On 5/28/19 3:44 AM, Szymon Sokół wrote:
Now, however, I have noticed that indexing my archives in hyperkitty (using "manage.py update_index_one_list" for each list in sequence) takes quite a lot of time while using only one CPU (out of 4). Hence my question - is it safe to run several such processes in parallel, and if so, will it have any benefits? I have no idea how locking on the database is done in this code, maybe I'll end up running the jobs in sequence anyway due to exclusive locks… Any informed answers will be appreciated.
As Abhilash says, we really haven't tried. You could try running more than one "manage.py update_index_one_list" for different lists in parallel and see how it goes.

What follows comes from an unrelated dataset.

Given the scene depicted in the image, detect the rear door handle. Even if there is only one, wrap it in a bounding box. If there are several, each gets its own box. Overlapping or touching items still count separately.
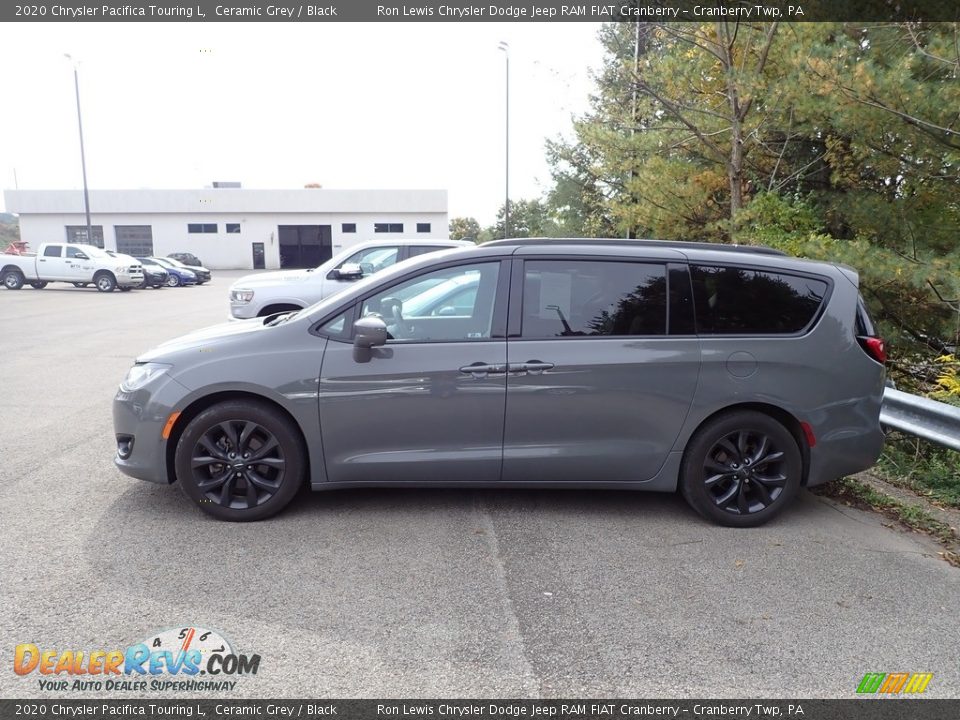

I suspect it depends on the Haystack backend. Whoosh tends to be used because it's pure Python and installable with pip, but again as Abhilash says, we have recently converted to elasticsearch. There are some issues with that both due to the fact that elasticsearch runs as a separate service on the host, and we are using elasticsearch 5, the Haystack support for which is still developmental (and the current elasticsearch version is 7), but for example, indexing 180,000+ messages on mail.python.org takes 15 minutes elapsed time (about 14 minutes CPU) with elasticsearch which is an order of magnitude faster than the multiple hours it took with Whoosh.
On the other hand, this only affects search in HyperKitty, and you didn't have archive search in Mailman 2.1, so if it takes an extra day to get it working in HyperKitty, it's probably not a big deal.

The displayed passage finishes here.